The observed strong correlation between stride time and stride length symmetry indices in our CMH model is particularly revealing. It highlights the intertwined nature of temporal and spatial aspects of gait, both of which are affected by the presence of CMHs. This interdependence suggests that changes in the coordination of movement are likely a direct consequence of CMH-induced brain damage, impacting both the planning and execution of locomotion. The alterations in gait symmetry indices provide a quantifiable reflection of these impacts, serving as a window into the subclinical stages of neurological impairment. The fluctuations in gait entropy offer additional insights into the complexity of gait dynamics in the presence of CMHs. The increase in gait entropy corresponding to periods of increased gait asymmetry signals a greater unpredictability in locomotion, potentially indicative of the brain's attempt to adapt to microhemorrhage-induced disruptions. Similarly, changes in the Regularity Index reveal alterations in inter-paw coordination, further emphasizing the widespread impact of CMHs on motor function.

Our findings have significant implications for the early detection of CMHs and potentially other neurological conditions. The sensitivity of gait analysis to the subclinical signs of neurological damage highlights its potential utility as a non-invasive screening tool. In particular, the ability to detect surges in gait asymmetry associated with CMHs points to the feasibility of using gait dynamics as an early indicator of microvascular brain damage in individuals at-risk, well before more overt clinical symptoms manifest.

The correlation between the number of CMHs and detected surges in gait asymmetry, although indicative of the sensitivity of our gait analysis, also suggests that the impact of CMHs on gait may depend on their specific locations and sizes. This finding hints at the complex interplay between the anatomical distribution of CMHs and their functional consequences, underscoring the need for further research to elucidate the mechanisms by which CMHs influence locomotion and to explore how these effects might vary based on the characteristics of the hemorrhages.

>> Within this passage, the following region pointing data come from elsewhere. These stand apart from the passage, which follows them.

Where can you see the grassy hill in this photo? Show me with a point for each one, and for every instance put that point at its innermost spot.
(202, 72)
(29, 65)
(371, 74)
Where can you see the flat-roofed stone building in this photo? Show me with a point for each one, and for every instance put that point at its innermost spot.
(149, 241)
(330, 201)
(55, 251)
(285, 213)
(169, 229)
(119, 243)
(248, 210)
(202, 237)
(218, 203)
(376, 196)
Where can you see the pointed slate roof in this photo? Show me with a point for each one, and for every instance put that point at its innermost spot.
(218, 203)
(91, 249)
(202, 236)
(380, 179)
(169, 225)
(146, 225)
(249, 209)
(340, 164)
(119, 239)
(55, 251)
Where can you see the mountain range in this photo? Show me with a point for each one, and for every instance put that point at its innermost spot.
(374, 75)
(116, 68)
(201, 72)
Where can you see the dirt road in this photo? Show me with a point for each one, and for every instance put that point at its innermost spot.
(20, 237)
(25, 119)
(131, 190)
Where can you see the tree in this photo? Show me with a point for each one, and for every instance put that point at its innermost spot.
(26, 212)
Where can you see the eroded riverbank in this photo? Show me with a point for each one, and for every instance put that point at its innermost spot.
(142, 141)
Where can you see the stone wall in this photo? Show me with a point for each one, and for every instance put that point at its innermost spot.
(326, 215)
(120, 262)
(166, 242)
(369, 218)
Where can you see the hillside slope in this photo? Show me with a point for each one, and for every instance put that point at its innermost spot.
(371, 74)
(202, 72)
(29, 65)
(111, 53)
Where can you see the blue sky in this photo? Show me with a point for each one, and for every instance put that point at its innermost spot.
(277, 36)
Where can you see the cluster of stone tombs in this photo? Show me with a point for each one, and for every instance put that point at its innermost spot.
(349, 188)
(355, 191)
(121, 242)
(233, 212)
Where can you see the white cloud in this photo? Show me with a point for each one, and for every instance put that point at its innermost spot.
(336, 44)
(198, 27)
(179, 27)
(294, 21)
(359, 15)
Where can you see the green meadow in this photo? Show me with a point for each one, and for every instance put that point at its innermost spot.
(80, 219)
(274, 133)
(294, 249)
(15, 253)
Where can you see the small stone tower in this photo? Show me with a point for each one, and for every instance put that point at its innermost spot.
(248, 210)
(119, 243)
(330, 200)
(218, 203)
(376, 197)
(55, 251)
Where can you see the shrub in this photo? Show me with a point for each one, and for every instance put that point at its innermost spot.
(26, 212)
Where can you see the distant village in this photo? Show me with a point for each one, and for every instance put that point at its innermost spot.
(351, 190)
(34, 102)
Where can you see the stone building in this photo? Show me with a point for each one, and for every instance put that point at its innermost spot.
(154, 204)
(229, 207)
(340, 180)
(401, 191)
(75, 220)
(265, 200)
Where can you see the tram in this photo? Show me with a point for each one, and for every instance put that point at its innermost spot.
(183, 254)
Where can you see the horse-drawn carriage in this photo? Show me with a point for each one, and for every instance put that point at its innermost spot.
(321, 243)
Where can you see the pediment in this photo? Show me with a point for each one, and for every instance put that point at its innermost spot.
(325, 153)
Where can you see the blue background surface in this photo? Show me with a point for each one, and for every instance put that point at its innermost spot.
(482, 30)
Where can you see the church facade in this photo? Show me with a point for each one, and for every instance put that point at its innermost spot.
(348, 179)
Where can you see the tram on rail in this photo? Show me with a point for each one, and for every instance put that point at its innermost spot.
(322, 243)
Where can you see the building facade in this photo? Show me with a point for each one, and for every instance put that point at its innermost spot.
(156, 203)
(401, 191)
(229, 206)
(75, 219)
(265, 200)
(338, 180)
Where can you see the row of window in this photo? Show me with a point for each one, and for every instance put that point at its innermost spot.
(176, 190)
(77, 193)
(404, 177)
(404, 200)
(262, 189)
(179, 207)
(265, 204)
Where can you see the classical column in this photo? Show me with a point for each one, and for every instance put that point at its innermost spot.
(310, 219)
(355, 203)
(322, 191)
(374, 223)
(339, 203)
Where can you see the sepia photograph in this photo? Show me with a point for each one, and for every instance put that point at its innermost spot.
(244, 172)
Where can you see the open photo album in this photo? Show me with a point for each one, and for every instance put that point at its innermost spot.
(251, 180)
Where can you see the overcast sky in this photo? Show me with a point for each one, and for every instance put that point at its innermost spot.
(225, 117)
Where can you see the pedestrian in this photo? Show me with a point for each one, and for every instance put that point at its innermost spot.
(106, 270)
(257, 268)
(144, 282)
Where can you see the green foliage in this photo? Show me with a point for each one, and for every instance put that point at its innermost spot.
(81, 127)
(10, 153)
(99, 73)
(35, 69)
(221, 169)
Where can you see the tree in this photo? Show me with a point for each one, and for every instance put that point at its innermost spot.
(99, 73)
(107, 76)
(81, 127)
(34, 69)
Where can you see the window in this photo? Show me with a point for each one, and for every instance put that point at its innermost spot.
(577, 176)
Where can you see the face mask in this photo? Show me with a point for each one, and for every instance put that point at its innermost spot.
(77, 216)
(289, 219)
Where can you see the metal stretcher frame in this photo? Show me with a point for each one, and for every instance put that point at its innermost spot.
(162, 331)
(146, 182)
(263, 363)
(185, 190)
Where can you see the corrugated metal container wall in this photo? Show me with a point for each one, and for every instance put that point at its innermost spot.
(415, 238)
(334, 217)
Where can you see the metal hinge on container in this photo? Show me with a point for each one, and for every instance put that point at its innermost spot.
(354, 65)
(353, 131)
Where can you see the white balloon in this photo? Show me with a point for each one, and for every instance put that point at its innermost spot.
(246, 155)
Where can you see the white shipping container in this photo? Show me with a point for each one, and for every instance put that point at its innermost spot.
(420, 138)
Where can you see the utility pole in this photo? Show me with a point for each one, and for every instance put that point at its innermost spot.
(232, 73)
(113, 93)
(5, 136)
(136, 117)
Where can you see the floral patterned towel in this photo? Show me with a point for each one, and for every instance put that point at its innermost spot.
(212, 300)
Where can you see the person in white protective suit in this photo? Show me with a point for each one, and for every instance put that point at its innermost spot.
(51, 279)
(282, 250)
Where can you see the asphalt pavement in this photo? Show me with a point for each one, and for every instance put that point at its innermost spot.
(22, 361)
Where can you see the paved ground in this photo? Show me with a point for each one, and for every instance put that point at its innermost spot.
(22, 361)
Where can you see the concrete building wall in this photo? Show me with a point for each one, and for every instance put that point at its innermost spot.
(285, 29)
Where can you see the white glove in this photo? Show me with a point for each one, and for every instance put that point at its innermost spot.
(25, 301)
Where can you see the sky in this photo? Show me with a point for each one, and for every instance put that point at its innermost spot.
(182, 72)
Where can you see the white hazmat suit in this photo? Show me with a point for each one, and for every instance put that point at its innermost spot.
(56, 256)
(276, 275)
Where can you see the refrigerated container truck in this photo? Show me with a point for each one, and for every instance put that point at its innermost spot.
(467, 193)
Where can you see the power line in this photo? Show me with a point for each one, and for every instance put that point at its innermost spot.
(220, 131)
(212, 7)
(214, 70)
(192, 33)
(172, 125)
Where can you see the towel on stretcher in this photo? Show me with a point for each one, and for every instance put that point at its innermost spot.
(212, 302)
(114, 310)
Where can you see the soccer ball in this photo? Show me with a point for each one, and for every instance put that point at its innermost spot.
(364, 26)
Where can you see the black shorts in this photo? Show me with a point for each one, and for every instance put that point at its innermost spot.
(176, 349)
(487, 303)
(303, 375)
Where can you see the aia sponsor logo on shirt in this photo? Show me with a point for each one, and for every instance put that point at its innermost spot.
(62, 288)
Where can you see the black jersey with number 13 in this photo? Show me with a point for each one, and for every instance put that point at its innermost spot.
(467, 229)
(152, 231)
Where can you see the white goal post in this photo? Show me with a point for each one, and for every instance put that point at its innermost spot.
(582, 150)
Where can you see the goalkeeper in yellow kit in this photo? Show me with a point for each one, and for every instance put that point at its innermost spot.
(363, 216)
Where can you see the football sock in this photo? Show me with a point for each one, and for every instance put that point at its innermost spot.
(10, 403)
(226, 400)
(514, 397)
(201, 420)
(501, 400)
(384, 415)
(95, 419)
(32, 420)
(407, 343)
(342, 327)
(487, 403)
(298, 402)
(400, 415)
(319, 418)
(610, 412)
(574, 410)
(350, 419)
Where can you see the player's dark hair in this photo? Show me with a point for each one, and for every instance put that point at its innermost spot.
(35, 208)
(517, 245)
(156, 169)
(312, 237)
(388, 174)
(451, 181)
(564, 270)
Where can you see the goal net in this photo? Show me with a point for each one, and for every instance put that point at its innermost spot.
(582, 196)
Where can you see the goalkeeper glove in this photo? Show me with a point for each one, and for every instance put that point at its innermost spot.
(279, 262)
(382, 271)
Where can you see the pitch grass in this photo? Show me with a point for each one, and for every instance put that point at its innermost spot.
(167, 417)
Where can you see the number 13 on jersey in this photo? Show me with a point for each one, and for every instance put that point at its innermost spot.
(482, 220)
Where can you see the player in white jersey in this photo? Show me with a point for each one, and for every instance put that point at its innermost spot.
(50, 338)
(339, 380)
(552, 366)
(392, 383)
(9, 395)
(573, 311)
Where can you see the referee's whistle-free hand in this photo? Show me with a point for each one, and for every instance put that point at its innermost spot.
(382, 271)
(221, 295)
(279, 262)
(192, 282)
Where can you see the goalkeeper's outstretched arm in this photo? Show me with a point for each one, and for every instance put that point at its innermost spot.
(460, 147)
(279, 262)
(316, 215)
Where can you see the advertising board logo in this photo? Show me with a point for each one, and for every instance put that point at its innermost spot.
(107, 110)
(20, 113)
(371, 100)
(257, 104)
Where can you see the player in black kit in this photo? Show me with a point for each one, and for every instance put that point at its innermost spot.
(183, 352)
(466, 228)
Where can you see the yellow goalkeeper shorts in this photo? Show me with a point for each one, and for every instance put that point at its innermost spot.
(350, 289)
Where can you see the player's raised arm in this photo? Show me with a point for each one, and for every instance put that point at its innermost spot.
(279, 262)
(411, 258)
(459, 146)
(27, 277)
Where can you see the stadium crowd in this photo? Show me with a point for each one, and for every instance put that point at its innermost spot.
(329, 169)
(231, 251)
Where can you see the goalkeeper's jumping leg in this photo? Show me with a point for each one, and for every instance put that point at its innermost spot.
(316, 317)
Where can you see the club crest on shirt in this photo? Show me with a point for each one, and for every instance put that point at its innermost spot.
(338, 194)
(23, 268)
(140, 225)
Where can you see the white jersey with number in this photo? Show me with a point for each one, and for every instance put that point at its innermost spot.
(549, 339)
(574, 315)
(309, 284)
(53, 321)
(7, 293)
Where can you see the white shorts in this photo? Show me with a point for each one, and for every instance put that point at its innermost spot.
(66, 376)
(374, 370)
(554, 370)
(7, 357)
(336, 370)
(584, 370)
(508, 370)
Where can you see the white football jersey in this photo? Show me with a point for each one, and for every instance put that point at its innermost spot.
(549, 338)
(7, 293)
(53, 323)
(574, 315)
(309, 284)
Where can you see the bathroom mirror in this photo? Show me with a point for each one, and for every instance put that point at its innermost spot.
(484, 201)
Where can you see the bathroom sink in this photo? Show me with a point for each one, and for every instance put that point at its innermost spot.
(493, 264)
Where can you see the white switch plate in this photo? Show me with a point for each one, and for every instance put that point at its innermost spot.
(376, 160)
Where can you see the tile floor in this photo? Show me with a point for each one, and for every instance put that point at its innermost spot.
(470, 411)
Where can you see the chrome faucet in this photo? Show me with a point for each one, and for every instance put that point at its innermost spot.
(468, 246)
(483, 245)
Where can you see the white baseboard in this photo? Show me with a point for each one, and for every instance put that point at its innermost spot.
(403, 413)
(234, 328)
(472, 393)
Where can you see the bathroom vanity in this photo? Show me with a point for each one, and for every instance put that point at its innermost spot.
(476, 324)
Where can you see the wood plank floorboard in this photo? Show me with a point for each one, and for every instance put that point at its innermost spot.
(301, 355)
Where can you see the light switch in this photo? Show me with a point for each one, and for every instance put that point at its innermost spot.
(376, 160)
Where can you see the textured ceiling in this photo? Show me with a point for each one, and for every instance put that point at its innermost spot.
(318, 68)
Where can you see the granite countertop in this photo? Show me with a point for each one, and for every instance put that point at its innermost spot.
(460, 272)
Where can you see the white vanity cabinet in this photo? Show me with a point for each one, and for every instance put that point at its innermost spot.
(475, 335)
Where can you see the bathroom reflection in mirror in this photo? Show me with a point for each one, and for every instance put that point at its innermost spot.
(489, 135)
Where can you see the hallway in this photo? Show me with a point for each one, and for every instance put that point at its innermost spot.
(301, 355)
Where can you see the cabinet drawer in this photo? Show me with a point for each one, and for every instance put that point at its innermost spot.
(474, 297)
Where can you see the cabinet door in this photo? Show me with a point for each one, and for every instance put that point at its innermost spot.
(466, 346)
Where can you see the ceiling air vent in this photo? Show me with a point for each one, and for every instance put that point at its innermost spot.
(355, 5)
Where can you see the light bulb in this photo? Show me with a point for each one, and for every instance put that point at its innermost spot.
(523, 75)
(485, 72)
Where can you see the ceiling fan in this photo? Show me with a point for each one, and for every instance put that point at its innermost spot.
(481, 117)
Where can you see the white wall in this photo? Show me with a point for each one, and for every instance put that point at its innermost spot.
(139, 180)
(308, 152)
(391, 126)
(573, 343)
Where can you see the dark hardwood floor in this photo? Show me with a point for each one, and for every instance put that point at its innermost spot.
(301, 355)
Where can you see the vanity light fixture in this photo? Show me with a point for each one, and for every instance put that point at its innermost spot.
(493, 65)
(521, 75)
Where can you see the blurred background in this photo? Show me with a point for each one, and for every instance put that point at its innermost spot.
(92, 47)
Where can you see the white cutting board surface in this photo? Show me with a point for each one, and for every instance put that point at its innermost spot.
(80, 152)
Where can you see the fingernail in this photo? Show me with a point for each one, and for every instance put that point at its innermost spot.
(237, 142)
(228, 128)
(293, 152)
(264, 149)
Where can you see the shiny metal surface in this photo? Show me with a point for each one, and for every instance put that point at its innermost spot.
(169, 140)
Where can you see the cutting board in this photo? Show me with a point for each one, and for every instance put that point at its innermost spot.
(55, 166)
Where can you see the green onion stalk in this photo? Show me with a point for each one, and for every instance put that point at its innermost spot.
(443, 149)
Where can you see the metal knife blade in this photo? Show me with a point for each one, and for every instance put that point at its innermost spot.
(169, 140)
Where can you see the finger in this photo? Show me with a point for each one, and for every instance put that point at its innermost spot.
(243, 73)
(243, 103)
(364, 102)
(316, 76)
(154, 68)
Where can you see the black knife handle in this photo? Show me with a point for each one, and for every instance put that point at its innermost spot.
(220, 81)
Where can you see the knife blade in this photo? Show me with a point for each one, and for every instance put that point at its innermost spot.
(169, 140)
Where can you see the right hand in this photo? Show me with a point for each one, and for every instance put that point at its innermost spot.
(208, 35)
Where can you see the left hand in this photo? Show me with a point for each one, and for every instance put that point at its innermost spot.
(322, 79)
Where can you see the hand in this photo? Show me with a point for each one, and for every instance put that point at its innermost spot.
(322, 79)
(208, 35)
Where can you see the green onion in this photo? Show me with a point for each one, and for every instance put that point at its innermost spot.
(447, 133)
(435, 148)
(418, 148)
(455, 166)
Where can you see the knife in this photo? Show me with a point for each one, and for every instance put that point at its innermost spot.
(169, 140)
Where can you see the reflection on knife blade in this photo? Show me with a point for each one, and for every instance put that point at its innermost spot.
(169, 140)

The incorporation of advanced gait metrics into the study of CMHs and CSVD in a preclinical setting significantly enhances our understanding of the nuanced impacts of CMHs on locomotion and behavior [25, 26, 36, 37, 71]. The cumulative incidence curves for neurological signs, as well as the detailed analyses of gait symmetry indices and entropy in our study, underscore the profound utility of these metrics in experimental research, particularly when examining between-group differences in susceptibility to CMH genesis. This approach is especially vital in studies aimed at evaluating the efficacy of treatments for the prevention of CMHs [25, 26]. One of the key strengths of utilizing advanced gait metrics as an outcome measure lies in their ability to provide a non-invasive, sensitive, and dynamic assessment of the neurological impact of CMHs over time. Given the challenges associated with longitudinal in vivo imaging for CMH detection—primarily due to limitations in resolution—gait analysis offers a practical and informative alternative. By tracking changes in gait dynamics, researchers can infer the presence and progression of CMHs and assess the neuroprotective efficacy of therapeutic interventions without the need for continuous imaging.

Moreover, the ability to detect subtle between-group differences in gait patterns allows for a more nuanced comparison of treatment effects, potentially revealing even minor improvements in neurological function that could signify a reduction in CMH formation or mitigation of their impact [25, 26]. This is particularly crucial in preclinical studies, where establishing the protective benefits of treatments against CMHs is a primary objective [25, 26]. The temporal resolution afforded by daily or frequent gait assessments enables researchers to identify critical periods of vulnerability or recovery, offering insights into the temporal efficacy of treatments. In summary, advanced gait metrics provide a powerful tool for experimental studies focused on CMHs, allowing for the sensitive detection of treatment effects and the exploration of susceptibility differences among groups. This approach not only enriches our understanding of the pathophysiology of CMHs but also opens new avenues for the development and evaluation of therapeutic strategies aimed at preventing these microvascular brain injuries. As the field progresses, the integration of these metrics with other neurological assessments will likely become an indispensable component of comprehensive research into CMHs and their prevention.

We would like to also highlight the potential of gait entropy as a pivotal metric for investigating CSVD across both preclinical and clinical settings [28, 72]. Integrating gait entropy with cognitive assessments offers a multifaceted approach to understanding the broader implications of CSVD on overall brain health [28]. This combination allows for comprehensive monitoring of both cognitive functions and motor abilities, which are often concurrently affected in CSVD. In clinical practice, leveraging gait entropy could enhance early detection strategies, enabling clinicians to identify neurological deterioration before significant cognitive decline becomes evident. This could lead to earlier interventions and more personalized treatment plans.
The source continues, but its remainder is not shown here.